Per a recent study by CMI, just 37% of B2B marketers and 40% of B2C marketers have a written content marketing plan. The repercussions of which are quite woeful, such as:

 

  1. You don’t take ownership of your content – the way it performs and moves on the web.
  2. You don’t achieve your content marketing goals and the KPIs you set for yourself – both on short-term and long-term basis.
  3. For some, it may not tie back to your business goals – the very purpose of creating content for your company.
  4. For some, you might just like to impulsively launch net new content ideas and spin it off without paying due consideration to the documentation part. As a result, you create content in a jiffy or on a case-to-case basis without looking at the broader horizon of your content strategy and roadmap.
  5. And for some, you still think it is not your business priority – in which case you go back to your whiteboard to fill your whitespaces for a relevant content strategy that is in alignment with your business and brand.
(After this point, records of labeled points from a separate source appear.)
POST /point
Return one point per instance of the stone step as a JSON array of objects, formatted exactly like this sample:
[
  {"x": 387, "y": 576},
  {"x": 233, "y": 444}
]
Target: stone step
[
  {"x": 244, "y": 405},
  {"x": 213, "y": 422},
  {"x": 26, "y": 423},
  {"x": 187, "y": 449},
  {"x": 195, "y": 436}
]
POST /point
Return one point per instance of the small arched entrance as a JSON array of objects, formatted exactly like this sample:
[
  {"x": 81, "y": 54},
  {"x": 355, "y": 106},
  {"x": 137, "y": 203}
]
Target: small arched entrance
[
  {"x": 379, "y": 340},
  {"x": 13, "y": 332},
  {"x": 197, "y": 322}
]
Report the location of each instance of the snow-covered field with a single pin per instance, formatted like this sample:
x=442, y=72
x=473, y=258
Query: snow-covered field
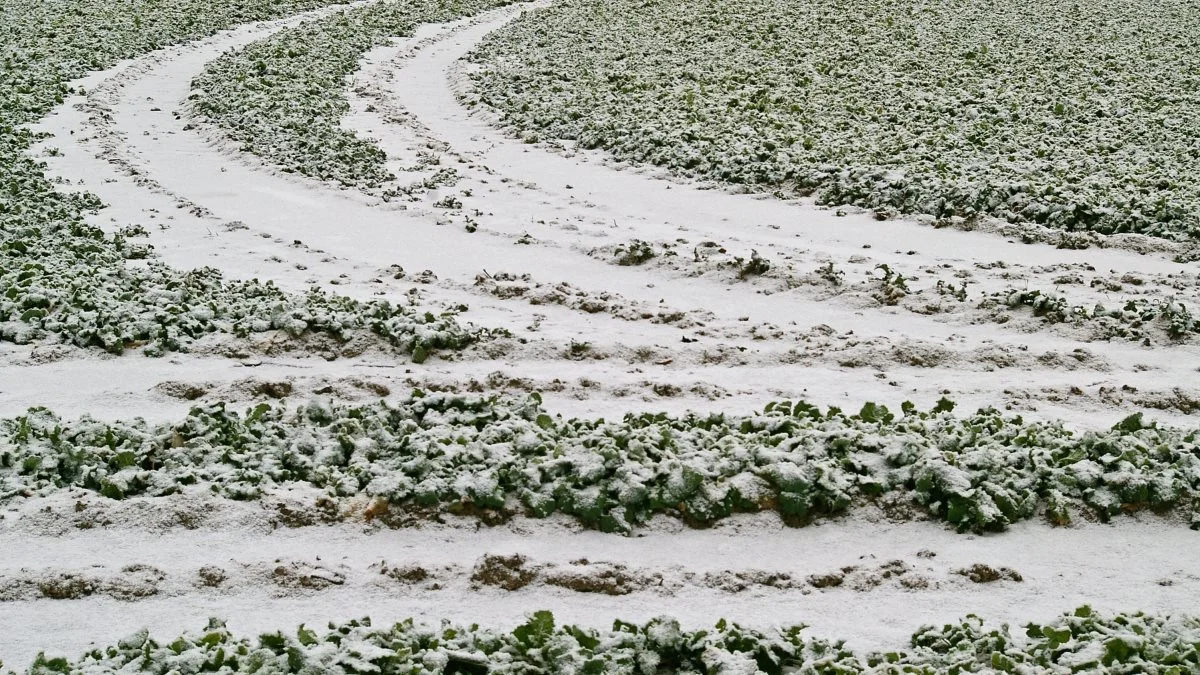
x=491, y=377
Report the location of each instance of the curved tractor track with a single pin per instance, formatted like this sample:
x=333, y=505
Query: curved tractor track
x=531, y=243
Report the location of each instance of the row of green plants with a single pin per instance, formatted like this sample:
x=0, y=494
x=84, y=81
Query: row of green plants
x=1080, y=641
x=1079, y=118
x=63, y=280
x=1132, y=320
x=497, y=457
x=283, y=97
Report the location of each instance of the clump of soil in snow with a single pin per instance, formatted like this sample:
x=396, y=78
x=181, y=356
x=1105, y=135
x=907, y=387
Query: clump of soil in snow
x=503, y=572
x=611, y=579
x=982, y=573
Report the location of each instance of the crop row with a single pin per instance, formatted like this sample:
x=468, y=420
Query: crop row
x=64, y=280
x=1078, y=118
x=1132, y=320
x=283, y=97
x=499, y=457
x=1074, y=643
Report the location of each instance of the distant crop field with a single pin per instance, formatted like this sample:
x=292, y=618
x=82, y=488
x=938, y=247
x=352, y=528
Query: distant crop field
x=1079, y=115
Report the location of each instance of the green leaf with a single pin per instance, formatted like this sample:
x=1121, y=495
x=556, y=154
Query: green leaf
x=420, y=353
x=535, y=632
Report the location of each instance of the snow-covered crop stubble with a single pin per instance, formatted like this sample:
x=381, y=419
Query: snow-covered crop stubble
x=1083, y=115
x=477, y=454
x=1074, y=643
x=64, y=280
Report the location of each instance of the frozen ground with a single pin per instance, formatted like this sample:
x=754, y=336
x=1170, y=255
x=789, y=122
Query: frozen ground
x=531, y=246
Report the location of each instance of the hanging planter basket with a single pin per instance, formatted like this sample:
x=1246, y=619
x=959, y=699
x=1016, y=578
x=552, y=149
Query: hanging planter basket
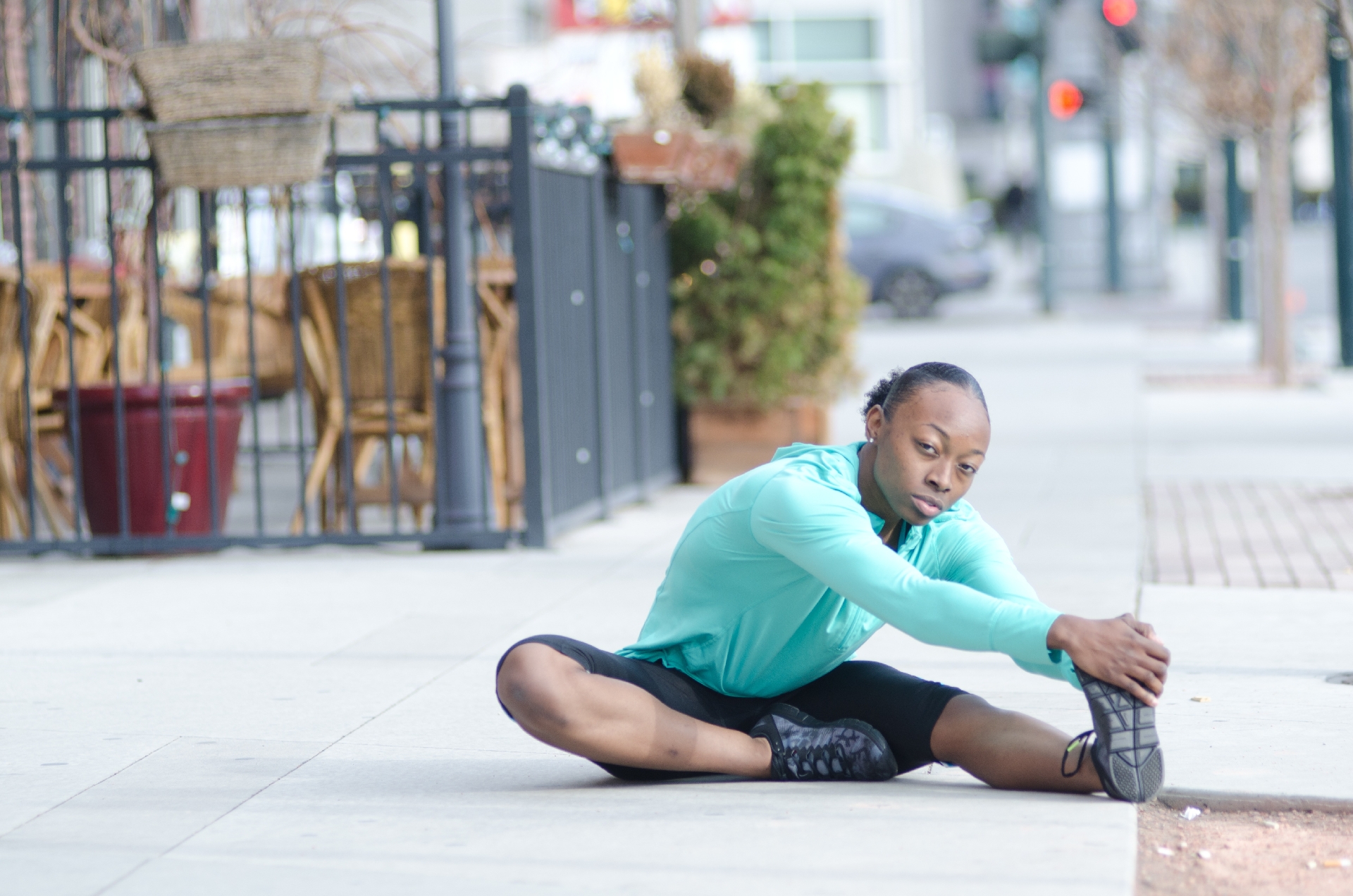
x=230, y=79
x=240, y=152
x=235, y=113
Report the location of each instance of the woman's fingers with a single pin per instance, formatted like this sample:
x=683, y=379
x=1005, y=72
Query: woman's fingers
x=1135, y=688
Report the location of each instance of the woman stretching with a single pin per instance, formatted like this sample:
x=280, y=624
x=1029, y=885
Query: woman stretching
x=743, y=666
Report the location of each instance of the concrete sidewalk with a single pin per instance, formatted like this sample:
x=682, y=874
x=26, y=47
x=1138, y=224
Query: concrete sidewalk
x=325, y=721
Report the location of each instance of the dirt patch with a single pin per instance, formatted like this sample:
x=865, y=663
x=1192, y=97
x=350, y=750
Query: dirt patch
x=1247, y=853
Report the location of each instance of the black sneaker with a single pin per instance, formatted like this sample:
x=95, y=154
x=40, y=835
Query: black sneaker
x=804, y=749
x=1126, y=752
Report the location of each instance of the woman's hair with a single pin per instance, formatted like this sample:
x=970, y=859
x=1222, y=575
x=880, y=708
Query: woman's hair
x=897, y=387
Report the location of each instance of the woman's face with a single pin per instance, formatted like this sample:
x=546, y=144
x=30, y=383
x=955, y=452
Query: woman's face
x=930, y=451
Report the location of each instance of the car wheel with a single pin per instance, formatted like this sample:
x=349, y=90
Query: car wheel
x=911, y=292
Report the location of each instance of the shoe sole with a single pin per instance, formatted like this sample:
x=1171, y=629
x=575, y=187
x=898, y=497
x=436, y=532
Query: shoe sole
x=1134, y=766
x=801, y=718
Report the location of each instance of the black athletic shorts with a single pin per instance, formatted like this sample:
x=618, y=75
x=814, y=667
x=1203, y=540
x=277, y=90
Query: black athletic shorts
x=904, y=708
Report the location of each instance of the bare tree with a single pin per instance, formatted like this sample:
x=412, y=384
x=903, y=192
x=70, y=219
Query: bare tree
x=1252, y=64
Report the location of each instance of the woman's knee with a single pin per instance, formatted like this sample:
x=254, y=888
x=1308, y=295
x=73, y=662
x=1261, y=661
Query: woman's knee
x=532, y=684
x=961, y=724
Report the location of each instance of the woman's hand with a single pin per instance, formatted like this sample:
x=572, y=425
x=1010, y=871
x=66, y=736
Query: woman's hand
x=1120, y=652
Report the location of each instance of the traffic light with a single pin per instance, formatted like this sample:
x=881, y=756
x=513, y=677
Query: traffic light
x=1119, y=13
x=1064, y=99
x=1120, y=17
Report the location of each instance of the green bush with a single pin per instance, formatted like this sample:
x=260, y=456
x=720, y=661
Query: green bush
x=763, y=305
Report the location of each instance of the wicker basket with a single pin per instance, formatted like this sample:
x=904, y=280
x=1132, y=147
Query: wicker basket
x=240, y=152
x=230, y=79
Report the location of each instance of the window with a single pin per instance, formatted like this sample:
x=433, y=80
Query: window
x=834, y=39
x=866, y=218
x=863, y=104
x=761, y=37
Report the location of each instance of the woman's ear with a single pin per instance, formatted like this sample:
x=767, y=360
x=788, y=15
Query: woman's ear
x=873, y=423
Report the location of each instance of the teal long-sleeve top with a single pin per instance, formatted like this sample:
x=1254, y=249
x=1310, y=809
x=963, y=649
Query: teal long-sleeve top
x=781, y=575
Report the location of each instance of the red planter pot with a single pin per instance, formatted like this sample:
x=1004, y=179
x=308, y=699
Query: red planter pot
x=190, y=474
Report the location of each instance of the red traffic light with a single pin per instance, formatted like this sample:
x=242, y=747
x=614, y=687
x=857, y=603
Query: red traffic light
x=1119, y=13
x=1064, y=99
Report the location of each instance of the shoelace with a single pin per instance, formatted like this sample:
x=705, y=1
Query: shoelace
x=1084, y=740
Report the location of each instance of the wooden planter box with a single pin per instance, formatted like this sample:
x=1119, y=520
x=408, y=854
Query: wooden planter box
x=642, y=158
x=728, y=440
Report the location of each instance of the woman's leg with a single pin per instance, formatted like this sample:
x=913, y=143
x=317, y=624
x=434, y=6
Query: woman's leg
x=558, y=702
x=925, y=721
x=1008, y=750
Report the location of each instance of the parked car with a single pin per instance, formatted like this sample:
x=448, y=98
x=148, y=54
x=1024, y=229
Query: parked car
x=911, y=252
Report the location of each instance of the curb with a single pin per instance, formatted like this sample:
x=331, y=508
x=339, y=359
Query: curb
x=1228, y=802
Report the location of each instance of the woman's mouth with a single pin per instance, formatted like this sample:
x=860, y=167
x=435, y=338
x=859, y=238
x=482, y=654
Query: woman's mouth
x=927, y=506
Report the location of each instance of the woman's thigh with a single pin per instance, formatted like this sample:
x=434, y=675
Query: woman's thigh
x=903, y=708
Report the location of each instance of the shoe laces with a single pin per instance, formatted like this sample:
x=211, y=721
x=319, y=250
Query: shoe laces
x=1084, y=740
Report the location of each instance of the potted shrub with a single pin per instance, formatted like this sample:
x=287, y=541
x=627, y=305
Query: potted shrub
x=681, y=139
x=763, y=304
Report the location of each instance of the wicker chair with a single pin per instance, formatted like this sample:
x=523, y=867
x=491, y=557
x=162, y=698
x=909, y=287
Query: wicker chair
x=413, y=413
x=49, y=370
x=230, y=332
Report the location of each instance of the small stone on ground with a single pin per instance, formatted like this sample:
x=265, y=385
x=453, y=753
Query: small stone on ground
x=1251, y=853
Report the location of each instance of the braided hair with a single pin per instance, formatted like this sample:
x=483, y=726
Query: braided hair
x=897, y=387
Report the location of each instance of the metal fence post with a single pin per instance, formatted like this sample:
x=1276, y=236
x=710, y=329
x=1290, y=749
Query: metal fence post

So how do you take stock of your content preparedness and performance? Document and:

 

  1. Define your content goals. Your content goals can be as broad as ‘creating brand awareness’ to as tactical as ‘generating 50 leads from our gated content offer – e-book’, either way documenting these goals wires us to create content without fail. Plus content goals help you straddle well between strategic and tactical content marketing – giving your audience the well-balanced dose of content insights.
  2. Map your KPIs. When you map your KPIs with your content goals, you are in total sync to learn whether your content has relevance to your business goals. If not, you reboot your content strategy so you can tailor it for your audience based on what’s being consumed in your industry.
  3. Create cadences. Set up your content rhythm: one that suits your creation potential. But be disciplined in publishing on those cadences – whether weekly, bi-weekly or monthly – so that your posts don’t go amiss. This way you create with rigor and willingness and stay on the competitive edge.
  4. Alternate from ideation to publishing – and pivot. Your best ideas are often purged with deliberation. However, at start, write as many content ideas that come to your mind so you can pick the best ones for publishing. The others can still be used in the future. When you find your ideas working on the web, you start to create more of them and use the rest in creative ways in your up-and-coming posts.
  5. Make notes and themes on your content ideas. When you finish reading a book (especially) or reading a well-researched article for referential writing, try and go to the source of the article or chapter and transcribe the author intent. When you consume these sources, create your broader outline and structure with a relatable pretext so you can build up a great, dense, content-rich blog/ article/ any other form of content. Intent research gives you a perspective – and documenting that helps you in creating expansive piece of content. This way, your how-tos or listicles or guides communicate more value over shallow, less thorough posts.
  6. Do some competitor research. Observe and analyse how your competitors are creating content. The marketing channels they use, and the content formats that are working for them, can give your great insight into how informed is your content strategy. When you document what’s working in the industry, you create with more intention and creativity and optimize any whitespaces, which you can explore with your content.

How are you documenting your content strategy? What elements do you include as you plan around your content goals?